İklimi değişen Türkiye’de orman ekosistemleri ve yutak alanlar
- Orman ekosistemleri ve ekosistem hizmetleri iklim değişikliğinin yıkıcı etkilerini önlemek ve olumsuz etkilerine uyum sağlamak için “karbon döngüsü” gibi güçlü araçlar sağlar.
- İklim değişikliğine bağlı olarak orman ekosistem dinamiklerinin ve işleyişinin değiştiğini göz önüne almalı; orman yönetimi anlayışımızı değiştirmeliyiz. Orman ekosistemlerinin uyum kapasitesinin artırılması, ormanların karbon bağlama fonksiyonun güçlendirilmesi ve ormanlardan odun ham maddesi ihtiyacının karşılanması arasında bir denge gözetilmelidir.
- Türkiye’de 20 bin hektarın altında bulunan yıllık ortalama yanan alan miktarı son yıllarda yükselirken, yangın sayılarında da artış eğilimi görülüyor. 1990-2010 yıllarında ortalama 2 bin civarında olan yangın sayısı son 10 yılda 2 bin 600’ün üzerine çıktı (2022).
Türkiye’de arazi kullanımı, arazi kullanım değişikliği ve ormancılık sektörü tarafından;
• 1990 yılında 67 milyon ton CO2 olarak atmosferden alınan sera gazı miktarı
• 2017 yılında 75 milyon tona yükseldikten sonra azalmaya başlayarak
• 2021 yılında 47 milyon tona düştü.
- Ekosistemler tarafından, 1990 yılında yıllık atık olarak tutulan CO2 miktarı sera gazı salımlarımızın yüzde 30’una denk düşerken, 2021 yılında bu oran yüzde 8 olarak gerçekleşti.
Ekosistem hizmetleri, ekosistemlerin insanlara ve diğer canlılara sağladığı ürün ve hizmetlerin tamamını tanımlar ve dört kategoride incelenir:
Türkiye’de 1937-2021 yılları arasında orman yangını verileri
İklim kriziyle mücadele için nasıl bir ormancılık politikası olmalı?

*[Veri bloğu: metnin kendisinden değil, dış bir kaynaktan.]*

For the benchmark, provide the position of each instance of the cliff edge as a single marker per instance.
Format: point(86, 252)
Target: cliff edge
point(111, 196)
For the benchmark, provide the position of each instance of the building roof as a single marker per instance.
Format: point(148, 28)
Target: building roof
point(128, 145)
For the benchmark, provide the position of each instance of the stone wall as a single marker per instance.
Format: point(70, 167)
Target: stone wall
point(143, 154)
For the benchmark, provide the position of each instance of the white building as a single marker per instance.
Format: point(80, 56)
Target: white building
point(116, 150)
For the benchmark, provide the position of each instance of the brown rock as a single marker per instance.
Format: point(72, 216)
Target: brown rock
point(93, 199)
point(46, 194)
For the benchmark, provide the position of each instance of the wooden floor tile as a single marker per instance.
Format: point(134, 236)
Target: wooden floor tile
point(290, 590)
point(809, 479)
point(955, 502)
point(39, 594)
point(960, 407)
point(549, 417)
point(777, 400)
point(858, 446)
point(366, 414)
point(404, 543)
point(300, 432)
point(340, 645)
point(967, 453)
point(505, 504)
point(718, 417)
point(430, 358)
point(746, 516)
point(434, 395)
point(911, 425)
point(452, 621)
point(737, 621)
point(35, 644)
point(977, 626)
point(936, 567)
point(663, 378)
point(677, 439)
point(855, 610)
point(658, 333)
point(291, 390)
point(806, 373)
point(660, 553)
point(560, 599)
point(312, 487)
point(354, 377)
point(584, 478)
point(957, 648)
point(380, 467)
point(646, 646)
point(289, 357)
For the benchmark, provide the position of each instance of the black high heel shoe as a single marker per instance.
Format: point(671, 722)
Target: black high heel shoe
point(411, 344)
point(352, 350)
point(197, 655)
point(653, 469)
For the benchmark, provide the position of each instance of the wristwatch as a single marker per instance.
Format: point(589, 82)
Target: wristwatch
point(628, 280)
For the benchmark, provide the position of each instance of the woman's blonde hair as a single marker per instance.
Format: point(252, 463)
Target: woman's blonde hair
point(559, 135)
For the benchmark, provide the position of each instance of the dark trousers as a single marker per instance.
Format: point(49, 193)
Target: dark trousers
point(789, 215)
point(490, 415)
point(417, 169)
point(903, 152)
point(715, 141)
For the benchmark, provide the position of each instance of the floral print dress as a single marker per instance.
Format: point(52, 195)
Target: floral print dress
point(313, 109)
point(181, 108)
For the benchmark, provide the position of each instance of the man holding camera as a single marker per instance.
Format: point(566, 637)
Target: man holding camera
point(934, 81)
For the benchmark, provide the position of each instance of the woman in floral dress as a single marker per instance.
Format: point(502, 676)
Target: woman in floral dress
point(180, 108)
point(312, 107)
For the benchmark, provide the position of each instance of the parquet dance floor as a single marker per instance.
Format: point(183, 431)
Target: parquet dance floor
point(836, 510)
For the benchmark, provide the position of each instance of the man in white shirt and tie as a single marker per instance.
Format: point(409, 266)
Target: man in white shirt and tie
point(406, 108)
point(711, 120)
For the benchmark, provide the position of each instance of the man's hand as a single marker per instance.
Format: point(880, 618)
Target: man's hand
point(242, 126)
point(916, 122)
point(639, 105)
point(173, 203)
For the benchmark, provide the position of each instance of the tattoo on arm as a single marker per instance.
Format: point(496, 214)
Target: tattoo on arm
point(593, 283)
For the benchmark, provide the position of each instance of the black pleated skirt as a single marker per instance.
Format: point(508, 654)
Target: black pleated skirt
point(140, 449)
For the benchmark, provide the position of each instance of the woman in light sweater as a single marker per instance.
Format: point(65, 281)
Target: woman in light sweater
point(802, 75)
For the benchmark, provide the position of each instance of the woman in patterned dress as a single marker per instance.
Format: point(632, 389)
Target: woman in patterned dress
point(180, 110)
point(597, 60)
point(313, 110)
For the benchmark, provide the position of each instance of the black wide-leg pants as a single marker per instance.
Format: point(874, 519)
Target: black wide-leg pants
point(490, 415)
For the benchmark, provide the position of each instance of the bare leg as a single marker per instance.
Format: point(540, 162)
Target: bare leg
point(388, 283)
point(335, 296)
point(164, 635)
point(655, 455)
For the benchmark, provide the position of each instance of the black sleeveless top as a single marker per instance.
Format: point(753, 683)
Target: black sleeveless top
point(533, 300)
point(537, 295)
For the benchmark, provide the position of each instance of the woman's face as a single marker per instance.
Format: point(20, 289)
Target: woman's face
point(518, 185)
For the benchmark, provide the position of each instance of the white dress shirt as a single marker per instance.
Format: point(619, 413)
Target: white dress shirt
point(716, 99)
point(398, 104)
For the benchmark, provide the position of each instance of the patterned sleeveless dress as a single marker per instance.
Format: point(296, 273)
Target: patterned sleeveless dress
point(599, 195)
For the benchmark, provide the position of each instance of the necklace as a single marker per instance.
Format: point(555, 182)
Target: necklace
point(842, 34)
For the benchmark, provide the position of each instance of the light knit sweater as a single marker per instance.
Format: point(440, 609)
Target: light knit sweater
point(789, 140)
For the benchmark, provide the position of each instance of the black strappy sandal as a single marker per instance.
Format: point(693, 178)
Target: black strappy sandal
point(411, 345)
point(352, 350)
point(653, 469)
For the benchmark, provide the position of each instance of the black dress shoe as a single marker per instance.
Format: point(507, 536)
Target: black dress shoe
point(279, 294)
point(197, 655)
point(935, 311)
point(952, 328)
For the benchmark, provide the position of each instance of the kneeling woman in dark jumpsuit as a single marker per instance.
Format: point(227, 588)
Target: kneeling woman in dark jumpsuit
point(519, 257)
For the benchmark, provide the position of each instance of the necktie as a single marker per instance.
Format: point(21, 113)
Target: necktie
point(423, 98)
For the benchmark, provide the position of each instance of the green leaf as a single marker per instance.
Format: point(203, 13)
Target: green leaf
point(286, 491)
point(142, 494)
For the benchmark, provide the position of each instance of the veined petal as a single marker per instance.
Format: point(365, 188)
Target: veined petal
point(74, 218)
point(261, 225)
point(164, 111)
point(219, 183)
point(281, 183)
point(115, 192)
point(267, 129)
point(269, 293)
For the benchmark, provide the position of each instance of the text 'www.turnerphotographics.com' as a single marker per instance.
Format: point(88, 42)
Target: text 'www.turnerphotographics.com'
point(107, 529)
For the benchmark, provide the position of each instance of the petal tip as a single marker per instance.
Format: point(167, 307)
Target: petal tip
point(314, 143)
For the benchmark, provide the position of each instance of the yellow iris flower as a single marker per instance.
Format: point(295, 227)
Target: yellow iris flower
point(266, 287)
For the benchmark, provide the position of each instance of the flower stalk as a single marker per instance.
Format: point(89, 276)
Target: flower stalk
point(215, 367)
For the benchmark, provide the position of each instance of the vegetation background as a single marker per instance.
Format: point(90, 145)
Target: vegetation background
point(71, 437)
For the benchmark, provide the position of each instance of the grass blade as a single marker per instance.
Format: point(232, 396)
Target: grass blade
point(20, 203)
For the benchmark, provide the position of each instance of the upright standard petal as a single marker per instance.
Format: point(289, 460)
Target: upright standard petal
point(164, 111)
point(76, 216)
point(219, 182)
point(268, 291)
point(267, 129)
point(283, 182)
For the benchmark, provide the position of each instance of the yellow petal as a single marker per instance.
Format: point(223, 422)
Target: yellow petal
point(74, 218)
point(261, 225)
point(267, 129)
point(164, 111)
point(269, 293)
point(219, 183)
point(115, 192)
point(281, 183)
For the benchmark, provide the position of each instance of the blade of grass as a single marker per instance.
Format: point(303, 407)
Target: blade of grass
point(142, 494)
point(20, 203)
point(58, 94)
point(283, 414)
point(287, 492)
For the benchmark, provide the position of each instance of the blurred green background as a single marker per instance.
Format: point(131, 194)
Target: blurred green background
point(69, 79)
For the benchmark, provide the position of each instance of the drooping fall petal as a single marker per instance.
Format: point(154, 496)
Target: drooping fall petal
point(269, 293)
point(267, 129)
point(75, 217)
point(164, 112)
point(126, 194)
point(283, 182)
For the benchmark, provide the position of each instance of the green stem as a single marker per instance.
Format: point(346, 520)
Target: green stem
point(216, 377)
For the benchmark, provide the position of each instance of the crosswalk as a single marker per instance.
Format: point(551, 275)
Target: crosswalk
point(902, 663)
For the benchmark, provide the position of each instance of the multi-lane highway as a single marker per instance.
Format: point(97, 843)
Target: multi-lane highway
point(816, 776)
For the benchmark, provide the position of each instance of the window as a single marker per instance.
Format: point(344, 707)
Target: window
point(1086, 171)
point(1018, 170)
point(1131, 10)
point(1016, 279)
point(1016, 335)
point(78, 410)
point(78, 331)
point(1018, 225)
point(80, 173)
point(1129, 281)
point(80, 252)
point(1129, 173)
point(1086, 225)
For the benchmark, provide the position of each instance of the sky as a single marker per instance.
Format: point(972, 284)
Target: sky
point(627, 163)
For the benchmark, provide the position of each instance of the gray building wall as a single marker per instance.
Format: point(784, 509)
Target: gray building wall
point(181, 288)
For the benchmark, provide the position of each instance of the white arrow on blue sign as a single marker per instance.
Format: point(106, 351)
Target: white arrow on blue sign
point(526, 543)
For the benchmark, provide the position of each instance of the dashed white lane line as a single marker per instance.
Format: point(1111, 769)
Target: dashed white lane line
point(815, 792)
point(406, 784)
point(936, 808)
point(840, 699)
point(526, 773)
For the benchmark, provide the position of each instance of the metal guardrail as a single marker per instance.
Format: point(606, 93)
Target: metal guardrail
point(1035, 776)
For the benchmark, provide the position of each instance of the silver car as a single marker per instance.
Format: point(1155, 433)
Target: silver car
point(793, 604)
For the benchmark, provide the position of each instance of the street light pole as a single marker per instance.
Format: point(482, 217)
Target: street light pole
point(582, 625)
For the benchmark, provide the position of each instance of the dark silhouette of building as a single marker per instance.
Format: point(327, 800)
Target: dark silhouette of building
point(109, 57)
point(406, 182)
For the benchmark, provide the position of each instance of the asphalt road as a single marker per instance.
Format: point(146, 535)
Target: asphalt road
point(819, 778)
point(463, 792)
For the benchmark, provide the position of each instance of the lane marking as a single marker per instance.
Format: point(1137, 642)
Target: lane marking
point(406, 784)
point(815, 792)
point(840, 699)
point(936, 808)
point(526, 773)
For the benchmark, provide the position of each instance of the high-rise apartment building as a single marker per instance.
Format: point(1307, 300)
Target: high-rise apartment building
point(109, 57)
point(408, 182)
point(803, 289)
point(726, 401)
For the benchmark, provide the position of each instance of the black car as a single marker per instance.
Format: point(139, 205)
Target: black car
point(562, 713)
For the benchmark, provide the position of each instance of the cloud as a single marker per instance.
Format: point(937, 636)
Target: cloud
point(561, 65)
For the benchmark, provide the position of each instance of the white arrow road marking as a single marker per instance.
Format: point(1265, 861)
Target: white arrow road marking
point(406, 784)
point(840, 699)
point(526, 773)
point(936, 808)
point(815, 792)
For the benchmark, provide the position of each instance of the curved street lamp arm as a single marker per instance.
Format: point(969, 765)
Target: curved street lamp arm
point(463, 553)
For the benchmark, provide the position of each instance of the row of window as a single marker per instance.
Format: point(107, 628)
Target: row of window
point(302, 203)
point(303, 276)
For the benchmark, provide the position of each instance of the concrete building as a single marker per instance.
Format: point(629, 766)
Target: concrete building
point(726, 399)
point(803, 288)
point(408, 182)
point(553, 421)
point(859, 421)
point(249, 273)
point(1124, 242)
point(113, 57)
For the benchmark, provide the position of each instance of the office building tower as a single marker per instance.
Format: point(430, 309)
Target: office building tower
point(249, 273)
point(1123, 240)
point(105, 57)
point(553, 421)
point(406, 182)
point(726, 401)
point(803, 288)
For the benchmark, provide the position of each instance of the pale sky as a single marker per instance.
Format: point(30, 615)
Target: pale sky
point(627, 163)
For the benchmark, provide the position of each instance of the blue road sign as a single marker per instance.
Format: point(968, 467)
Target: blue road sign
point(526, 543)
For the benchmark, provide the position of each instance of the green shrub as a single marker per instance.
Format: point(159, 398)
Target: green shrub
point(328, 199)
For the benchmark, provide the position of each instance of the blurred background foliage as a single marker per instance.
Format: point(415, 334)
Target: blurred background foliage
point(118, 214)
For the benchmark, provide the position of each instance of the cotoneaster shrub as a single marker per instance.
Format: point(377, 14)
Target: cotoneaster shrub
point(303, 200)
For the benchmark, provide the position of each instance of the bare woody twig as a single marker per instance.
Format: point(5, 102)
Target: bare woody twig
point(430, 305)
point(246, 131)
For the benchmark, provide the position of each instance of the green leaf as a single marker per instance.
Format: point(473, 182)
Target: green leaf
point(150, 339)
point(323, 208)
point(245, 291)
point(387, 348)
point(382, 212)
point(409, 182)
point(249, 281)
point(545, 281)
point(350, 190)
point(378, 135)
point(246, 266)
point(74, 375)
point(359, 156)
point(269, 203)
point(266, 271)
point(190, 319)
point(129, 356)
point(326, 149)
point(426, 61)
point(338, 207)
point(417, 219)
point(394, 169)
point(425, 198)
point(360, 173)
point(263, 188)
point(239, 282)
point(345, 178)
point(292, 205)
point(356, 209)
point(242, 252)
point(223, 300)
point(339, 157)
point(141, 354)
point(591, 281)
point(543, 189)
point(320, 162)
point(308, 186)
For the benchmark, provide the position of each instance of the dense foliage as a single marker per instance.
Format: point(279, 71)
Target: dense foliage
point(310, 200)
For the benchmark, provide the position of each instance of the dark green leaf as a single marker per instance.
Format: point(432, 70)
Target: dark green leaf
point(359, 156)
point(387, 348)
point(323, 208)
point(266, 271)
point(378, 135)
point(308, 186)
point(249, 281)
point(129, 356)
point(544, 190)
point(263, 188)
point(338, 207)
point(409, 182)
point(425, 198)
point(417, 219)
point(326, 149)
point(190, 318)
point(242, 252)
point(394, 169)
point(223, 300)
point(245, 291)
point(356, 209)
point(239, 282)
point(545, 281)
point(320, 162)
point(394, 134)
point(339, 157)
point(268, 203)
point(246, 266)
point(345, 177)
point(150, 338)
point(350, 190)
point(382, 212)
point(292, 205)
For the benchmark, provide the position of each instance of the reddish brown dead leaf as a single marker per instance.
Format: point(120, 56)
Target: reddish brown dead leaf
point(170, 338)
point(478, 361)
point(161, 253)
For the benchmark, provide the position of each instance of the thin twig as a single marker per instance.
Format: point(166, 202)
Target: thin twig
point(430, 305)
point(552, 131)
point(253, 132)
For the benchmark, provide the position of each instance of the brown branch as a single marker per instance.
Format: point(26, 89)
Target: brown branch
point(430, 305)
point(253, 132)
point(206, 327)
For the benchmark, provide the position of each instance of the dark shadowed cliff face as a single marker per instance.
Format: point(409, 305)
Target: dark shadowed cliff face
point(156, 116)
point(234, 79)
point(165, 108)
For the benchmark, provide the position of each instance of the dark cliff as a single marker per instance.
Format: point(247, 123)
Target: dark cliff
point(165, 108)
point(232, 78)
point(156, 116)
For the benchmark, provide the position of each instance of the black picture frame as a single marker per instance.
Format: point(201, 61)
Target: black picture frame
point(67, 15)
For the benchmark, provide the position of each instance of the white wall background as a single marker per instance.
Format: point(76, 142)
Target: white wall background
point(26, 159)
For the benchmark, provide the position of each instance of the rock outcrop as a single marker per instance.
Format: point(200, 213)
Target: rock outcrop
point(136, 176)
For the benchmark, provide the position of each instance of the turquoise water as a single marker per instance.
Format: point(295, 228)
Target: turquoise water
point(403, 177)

• İklim değişikliğinin orman ekosistemleri üzerindeki olumsuz etkilerini önlemek, orman ekosistemlerini korumak ve genişletmek için orman yönetimi ile ilgili politika ve mevzuatın da uyumlu hale getirilmesi gerekiyor.
• Ormanlarda tutulan karbon miktarında son yıllarda yaşanan düşüş, eğiliminin tersine çevrilmesi ve ormanların uyum kapasitesinin artırılması için ormancılık politikalarında kapsamlı değişikliklere ihtiyaç var.